Objective: Vascular contact of the facial nerve is widely believed to be a cause of hemifacial spasm (HFS). The prevalence of facial nerve vascular contact on MRI in patients without HFS has not been well described in the literature.

Methods: Our radiology database was queried to identify adult patients evaluated with high-resolution MRI of the posterior fossa (volumetric T2 and T1 post-contrast sequences with triplanar reconstructions). Following exclusion of patients with a history of HFS, intracranial tumor, brain radiation therapy, intracranial surgery, or trigeminal nerve vascular compression, 100 consecutive MRI’s (81 at 1.5 Tesla, 19 at 3 Tesla) were independently reviewed by two neuroradiologists for facial nerve vascular contact (200 sides). When vascular contact was identified, the facial nerve segment contacted was recorded (brainstem, root entry zone (REZ), or cisternal). When identifiable, the vessel responsible for the contact was recorded. Vascular contact was graded as mild, moderate or severe. Interobserver agreement was calculated using the kappa coefficient of agreement index.
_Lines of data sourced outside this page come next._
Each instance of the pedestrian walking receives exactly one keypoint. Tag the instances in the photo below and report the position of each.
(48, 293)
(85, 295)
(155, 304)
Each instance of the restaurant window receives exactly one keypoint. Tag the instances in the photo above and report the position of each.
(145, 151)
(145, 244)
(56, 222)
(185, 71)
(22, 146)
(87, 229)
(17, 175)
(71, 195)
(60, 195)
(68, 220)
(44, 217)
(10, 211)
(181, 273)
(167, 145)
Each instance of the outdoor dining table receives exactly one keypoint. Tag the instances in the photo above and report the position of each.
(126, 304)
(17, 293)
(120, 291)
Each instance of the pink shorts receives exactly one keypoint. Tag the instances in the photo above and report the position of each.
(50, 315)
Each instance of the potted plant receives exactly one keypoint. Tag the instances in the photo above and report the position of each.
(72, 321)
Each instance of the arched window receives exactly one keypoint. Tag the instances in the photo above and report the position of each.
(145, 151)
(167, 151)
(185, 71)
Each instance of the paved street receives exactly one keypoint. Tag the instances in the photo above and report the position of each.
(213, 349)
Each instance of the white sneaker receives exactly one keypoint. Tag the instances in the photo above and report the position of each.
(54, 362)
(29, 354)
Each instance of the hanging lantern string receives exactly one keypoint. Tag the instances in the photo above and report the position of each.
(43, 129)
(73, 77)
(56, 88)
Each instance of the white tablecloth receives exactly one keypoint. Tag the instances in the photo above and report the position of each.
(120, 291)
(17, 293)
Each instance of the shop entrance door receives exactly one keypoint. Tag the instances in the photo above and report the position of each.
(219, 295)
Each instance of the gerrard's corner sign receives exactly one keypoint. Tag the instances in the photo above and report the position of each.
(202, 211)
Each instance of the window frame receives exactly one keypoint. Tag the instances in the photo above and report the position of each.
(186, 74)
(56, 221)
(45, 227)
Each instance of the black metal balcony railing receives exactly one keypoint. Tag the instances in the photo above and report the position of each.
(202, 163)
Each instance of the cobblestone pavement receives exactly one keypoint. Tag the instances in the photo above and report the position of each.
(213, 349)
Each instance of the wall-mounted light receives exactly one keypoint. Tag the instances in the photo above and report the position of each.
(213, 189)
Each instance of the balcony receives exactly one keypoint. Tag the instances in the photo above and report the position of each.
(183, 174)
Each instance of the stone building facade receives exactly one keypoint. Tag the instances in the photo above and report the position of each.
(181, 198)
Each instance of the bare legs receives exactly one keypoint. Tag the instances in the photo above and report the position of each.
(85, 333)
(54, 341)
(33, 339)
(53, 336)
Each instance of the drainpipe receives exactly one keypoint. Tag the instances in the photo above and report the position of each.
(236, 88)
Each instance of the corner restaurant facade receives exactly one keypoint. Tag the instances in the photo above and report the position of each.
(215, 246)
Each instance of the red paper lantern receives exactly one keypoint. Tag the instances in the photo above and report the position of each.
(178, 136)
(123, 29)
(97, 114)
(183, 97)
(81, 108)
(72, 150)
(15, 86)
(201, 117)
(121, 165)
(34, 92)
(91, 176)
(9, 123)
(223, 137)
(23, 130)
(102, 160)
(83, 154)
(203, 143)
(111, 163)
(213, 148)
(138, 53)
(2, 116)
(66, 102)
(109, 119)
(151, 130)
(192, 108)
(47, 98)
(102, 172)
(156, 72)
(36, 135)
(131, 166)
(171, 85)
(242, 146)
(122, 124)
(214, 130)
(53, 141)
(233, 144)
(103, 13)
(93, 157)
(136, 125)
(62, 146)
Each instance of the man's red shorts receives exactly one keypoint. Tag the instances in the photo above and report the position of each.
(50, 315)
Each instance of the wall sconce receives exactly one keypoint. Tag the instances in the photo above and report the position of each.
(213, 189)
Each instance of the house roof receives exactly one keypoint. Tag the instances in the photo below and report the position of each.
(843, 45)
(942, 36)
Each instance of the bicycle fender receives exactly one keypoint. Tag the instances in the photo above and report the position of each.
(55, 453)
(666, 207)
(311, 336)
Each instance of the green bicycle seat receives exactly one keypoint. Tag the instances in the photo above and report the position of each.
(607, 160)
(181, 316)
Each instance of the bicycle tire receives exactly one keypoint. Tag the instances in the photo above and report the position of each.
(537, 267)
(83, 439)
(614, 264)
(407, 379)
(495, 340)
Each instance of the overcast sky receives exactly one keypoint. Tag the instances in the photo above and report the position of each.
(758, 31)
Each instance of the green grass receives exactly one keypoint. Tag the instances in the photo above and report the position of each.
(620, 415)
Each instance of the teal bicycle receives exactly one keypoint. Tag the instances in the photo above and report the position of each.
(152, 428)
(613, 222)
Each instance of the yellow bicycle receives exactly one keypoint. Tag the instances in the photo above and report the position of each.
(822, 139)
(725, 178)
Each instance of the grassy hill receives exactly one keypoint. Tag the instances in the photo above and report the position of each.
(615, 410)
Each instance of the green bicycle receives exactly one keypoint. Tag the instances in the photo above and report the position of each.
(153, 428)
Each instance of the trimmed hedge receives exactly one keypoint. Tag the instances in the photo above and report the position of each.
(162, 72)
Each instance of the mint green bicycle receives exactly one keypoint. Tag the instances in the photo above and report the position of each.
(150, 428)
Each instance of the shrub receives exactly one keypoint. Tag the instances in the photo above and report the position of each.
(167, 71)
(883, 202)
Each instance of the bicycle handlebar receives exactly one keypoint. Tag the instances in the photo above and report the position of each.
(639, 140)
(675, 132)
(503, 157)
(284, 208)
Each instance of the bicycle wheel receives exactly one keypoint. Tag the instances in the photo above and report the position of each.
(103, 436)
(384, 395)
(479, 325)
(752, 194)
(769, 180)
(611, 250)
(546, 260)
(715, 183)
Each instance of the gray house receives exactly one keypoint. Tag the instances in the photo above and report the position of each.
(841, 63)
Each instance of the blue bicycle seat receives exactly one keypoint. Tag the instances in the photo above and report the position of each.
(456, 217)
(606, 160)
Results: The cohort had a mean age of 56 years (range 22–89 years) and included 38 men and 62 women. The first neuroradiologist identified vascular contact in 88 of 200 facial nerves (44%). The segment contacted was brainstem in 19.3%, REZ in 31.8% and cisternal segment in 48.9%. Vascular contact was caused by the anterior inferior cerebellar artery (AICA) in 59.1%, posterior inferior cerebellar artery (PICA) in 8.0%, a vein in 15.9%, and a vessel of uncertain origin in 17.0%. Contact was mild in 84.1% and moderate in 15.9%. The second neuroradiologist identified vascular contact in 74 of 200 facial nerves (37%). The segment contacted was brainstem in 6.8%, REZ in 37.8% and cisternal segment in 55.4%. Vascular contact was caused by the AICA in 51.4%, PICA in 10.8%, a vein in 27.0%, and a vessel of uncertain origin in 10.8%. Contact was mild in 74.3% and moderate in 25.7%. No cases of severe neurovascular compression were identified by either neuroradiologist. In 94 of 200 nerves (47%), both neuroradiologists agreed that there was no vascular contact. Therefore, the presence of vascular contact in the asymptomatic patient may be as high as 53%. The kappa coefficient was 0.48 (95% CI= 0.36 to 0.61) indicating good agreement between the two observers.

Conclusion: Vascular contact of the facial nerve is frequently identified in the asymptomatic patient, typically mild to moderate in severity, most commonly involves the cisternal segment, and usually caused by the AICA. The results of this study can help a surgeon evaluating a patient preoperatively for hemifacial spasm better ascribe significance to the MRI findings, particularly in mild or equivocal cases of vascular contact. Therefore, these results should be considered in assessing the candidacy of HFS patients for microvascular decompression.